Nei pazienti con insufficienza renale moderata (FGR 45 – 60 ml/min/1,73 m²), l’uso di metformina deve essere sospeso 48 ore prima dell’amministrazione di mezzi di contrasto a base di iodio e non deve essere ripreso prima di 48 ore dopo l’esame, solo dopo una nuova valutazione della funzionalità renale e la conferma dell’assenza di ulteriore peggioramento della funzione renale.

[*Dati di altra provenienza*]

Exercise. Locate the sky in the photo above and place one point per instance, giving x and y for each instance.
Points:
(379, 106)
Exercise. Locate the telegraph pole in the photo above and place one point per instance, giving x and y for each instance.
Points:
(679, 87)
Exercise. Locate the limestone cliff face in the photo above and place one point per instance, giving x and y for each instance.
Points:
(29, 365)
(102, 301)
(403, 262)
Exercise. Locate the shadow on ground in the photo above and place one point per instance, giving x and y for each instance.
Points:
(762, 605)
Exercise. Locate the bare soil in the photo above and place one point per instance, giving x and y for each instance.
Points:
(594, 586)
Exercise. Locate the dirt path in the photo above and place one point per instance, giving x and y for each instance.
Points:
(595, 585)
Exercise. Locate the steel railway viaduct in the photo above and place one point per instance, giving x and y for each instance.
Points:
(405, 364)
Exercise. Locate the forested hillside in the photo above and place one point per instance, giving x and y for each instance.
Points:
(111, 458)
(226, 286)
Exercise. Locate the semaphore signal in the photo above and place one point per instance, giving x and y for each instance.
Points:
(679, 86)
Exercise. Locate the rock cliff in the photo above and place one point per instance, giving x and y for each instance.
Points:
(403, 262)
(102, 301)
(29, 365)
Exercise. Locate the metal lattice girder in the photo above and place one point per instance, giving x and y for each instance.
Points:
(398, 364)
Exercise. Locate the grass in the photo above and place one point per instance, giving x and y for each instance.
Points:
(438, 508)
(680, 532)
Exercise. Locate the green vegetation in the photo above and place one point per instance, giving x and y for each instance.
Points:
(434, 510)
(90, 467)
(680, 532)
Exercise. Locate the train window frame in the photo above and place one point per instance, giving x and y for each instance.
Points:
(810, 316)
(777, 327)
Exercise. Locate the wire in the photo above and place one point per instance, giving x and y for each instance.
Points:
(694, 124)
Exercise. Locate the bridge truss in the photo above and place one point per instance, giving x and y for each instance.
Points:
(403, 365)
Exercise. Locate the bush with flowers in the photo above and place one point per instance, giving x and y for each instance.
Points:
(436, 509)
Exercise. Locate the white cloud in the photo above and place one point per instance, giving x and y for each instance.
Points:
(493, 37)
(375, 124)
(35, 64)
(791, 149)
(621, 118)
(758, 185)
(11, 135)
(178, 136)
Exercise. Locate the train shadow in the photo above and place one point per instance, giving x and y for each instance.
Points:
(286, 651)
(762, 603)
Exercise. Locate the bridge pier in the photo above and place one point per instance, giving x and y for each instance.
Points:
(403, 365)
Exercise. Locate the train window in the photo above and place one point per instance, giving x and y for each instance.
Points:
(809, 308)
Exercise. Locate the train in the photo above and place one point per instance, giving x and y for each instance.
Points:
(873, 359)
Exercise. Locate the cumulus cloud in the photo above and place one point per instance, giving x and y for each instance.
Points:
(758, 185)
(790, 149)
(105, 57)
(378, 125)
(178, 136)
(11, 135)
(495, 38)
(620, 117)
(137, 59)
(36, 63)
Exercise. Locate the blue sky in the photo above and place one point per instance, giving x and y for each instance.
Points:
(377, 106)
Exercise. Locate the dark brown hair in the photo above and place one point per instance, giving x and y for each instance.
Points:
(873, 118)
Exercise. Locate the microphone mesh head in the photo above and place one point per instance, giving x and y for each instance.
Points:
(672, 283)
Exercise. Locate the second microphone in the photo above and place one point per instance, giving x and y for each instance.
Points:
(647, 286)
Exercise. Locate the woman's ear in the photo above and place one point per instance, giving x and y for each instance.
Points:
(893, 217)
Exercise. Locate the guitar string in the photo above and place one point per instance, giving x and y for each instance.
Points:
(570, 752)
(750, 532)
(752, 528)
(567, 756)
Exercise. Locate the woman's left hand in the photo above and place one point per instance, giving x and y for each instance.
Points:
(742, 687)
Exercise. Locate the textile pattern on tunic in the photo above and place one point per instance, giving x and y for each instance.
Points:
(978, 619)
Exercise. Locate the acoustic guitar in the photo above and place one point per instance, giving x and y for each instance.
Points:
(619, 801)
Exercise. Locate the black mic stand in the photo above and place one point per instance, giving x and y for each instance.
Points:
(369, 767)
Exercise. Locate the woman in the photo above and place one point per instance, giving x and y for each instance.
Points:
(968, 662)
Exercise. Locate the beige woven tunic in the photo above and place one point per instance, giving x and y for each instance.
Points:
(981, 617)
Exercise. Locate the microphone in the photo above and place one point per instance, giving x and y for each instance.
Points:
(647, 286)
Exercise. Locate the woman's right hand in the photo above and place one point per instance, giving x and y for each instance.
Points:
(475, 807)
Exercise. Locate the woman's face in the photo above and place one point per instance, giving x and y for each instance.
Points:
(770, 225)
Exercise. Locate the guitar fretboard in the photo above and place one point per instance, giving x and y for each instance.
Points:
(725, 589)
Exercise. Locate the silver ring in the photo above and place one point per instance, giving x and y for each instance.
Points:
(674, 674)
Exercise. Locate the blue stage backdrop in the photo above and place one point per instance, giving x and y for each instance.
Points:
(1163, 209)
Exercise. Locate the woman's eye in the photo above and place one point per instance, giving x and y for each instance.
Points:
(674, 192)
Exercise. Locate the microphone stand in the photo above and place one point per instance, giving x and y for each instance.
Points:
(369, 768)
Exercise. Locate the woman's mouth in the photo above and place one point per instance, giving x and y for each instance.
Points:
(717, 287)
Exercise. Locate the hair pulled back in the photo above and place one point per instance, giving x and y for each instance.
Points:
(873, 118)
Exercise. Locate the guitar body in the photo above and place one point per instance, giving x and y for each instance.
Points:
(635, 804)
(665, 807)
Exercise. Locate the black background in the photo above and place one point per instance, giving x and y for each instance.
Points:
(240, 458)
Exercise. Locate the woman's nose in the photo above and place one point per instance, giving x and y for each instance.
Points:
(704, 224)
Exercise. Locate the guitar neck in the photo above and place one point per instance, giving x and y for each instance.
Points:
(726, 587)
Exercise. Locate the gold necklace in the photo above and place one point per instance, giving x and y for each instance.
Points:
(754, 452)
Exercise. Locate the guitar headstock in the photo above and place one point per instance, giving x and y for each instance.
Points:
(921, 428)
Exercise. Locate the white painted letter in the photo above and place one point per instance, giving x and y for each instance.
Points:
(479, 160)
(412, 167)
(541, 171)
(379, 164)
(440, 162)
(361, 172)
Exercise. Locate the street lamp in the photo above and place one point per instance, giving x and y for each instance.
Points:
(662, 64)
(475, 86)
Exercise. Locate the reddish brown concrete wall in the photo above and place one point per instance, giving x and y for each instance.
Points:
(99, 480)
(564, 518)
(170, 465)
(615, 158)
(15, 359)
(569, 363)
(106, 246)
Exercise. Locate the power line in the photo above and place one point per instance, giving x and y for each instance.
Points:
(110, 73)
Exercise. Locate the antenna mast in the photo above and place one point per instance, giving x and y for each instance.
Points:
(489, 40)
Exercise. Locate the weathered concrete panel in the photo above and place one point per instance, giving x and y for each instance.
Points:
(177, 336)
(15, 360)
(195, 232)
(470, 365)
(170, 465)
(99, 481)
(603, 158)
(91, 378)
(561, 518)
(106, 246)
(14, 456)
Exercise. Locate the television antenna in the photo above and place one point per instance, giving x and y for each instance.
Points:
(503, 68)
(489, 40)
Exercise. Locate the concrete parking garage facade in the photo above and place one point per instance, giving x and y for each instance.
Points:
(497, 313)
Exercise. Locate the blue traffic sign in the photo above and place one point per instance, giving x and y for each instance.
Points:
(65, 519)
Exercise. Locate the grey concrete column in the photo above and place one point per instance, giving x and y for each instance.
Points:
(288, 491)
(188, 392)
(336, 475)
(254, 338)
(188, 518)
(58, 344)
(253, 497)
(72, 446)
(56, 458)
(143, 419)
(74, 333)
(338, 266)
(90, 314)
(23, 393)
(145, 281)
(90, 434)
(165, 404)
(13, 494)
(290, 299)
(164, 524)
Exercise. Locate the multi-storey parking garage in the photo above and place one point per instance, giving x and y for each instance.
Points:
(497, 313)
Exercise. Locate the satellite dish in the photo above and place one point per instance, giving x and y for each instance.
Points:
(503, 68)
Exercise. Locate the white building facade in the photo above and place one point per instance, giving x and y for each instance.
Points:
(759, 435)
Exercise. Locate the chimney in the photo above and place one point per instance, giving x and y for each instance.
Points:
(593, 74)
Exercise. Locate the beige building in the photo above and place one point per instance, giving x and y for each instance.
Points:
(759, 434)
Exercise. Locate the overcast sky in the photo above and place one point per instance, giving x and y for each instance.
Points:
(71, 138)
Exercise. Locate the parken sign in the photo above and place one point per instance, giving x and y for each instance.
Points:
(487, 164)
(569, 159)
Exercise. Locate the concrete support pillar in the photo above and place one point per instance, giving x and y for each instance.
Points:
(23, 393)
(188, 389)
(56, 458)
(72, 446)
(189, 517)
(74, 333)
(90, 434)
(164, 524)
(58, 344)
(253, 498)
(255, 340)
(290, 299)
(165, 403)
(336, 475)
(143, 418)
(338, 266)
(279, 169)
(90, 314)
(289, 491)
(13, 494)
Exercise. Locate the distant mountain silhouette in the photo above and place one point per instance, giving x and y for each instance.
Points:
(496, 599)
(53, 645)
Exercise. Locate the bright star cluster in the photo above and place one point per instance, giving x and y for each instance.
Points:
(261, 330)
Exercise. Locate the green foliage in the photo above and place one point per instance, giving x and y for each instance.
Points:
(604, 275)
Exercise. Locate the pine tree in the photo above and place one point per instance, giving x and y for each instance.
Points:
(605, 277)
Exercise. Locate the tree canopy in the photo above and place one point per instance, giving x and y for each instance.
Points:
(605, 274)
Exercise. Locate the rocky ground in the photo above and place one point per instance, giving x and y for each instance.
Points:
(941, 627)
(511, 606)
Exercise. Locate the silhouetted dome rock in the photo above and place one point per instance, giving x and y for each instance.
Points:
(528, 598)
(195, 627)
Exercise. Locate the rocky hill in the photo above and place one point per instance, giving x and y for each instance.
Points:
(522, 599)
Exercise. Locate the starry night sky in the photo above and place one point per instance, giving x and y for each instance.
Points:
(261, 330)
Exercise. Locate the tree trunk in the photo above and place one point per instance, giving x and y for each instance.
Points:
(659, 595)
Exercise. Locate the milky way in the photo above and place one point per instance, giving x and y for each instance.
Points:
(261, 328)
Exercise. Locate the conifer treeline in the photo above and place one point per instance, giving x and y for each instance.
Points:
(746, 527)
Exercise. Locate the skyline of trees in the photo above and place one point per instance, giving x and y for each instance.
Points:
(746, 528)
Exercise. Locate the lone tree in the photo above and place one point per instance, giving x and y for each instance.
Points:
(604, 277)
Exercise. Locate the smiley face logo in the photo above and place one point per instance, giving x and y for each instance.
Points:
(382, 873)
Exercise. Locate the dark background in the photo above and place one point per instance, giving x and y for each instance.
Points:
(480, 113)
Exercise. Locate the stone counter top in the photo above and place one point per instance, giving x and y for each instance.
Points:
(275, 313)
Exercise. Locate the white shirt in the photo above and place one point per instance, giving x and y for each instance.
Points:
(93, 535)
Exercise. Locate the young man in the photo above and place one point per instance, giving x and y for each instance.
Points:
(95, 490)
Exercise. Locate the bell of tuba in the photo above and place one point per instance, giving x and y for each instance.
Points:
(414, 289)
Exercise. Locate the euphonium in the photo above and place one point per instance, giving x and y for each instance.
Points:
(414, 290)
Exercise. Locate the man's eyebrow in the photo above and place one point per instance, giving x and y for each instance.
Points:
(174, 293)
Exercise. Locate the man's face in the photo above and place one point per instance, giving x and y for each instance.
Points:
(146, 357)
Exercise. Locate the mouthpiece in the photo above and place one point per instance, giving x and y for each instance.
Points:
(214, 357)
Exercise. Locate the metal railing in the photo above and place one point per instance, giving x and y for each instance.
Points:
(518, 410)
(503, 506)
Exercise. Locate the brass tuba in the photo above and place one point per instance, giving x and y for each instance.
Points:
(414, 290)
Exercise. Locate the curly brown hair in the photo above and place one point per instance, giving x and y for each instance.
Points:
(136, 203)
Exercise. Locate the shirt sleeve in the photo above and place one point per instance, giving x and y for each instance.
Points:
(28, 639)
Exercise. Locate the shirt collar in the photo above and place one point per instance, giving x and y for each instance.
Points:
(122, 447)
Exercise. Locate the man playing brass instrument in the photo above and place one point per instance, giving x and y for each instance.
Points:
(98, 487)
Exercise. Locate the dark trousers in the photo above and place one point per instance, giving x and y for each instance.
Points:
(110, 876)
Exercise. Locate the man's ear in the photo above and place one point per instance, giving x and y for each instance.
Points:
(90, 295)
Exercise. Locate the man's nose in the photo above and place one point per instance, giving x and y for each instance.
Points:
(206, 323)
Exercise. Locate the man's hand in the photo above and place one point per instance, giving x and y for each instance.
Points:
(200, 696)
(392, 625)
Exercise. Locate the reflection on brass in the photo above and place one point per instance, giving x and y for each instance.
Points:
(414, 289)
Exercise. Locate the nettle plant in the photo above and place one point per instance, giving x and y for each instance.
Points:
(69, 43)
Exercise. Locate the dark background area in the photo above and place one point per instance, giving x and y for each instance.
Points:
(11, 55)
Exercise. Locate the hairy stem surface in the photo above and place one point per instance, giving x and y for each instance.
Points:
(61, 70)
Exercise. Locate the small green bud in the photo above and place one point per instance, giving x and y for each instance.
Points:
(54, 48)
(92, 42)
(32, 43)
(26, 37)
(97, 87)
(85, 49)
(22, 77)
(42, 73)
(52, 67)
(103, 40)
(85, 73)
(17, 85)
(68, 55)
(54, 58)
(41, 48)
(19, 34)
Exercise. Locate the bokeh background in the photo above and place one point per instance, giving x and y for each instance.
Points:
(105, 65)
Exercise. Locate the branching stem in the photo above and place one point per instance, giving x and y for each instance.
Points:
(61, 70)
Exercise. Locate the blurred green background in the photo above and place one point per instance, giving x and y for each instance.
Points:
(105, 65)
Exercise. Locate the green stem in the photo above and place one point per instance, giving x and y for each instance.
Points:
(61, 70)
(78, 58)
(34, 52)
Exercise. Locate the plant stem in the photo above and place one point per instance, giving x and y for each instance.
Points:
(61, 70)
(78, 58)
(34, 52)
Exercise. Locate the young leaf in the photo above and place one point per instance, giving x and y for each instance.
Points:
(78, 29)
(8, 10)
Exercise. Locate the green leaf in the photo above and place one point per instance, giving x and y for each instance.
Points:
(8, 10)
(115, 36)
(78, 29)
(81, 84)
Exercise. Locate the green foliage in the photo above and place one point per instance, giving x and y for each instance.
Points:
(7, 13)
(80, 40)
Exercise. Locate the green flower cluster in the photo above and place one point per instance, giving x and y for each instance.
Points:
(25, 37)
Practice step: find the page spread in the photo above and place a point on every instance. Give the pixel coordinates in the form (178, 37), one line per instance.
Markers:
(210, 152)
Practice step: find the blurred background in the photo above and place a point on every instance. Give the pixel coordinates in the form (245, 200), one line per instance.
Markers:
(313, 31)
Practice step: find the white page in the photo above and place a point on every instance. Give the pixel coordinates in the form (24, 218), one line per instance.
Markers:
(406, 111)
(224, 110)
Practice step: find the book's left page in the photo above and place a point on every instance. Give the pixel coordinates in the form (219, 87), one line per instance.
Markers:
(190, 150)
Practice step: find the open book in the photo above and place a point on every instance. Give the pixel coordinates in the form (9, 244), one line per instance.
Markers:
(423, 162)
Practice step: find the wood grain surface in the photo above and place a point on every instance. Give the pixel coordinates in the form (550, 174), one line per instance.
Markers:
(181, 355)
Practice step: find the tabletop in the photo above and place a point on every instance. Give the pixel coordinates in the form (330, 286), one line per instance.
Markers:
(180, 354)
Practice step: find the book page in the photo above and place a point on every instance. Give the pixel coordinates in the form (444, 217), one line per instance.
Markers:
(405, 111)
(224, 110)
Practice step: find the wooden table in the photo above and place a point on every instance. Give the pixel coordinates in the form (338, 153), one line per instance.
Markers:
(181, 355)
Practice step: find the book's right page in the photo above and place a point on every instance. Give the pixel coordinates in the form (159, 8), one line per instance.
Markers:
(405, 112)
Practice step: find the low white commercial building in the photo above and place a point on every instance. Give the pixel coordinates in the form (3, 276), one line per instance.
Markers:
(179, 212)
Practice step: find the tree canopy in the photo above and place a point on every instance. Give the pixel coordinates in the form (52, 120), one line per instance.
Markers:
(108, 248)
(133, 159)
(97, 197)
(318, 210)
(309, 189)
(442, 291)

Combinazioni che richiedono cautela.

L’uso concomitante con uno dei seguenti farmaci può causare ipoglicemia in alcuni casi, a causa del potenziamento dell’effetto ipoglicemizzante: altri farmaci ipoglicemizzanti (insuline, acarbosio, tiazolidinedioni, inibitori della dipeptidilpeptidasi-4, agonisti del recettore del peptide glucagone-simile-1 (GLP-1)), beta-bloccanti, fluconazolo, inibitori dell’ACE (captopril, enalapril), antagonisti dei recettori H2, inibitori della MAO, sulfamidici, claritromicina, simpaticomimetici, farmaci antiinfiammatori non steroidei. È necessario monitorare più frequentemente la glicemia, specialmente all’inizio del trattamento. Durante e dopo l’interruzione di tale terapia combinata, è necessario aggiustare la dose di Dibizid-M.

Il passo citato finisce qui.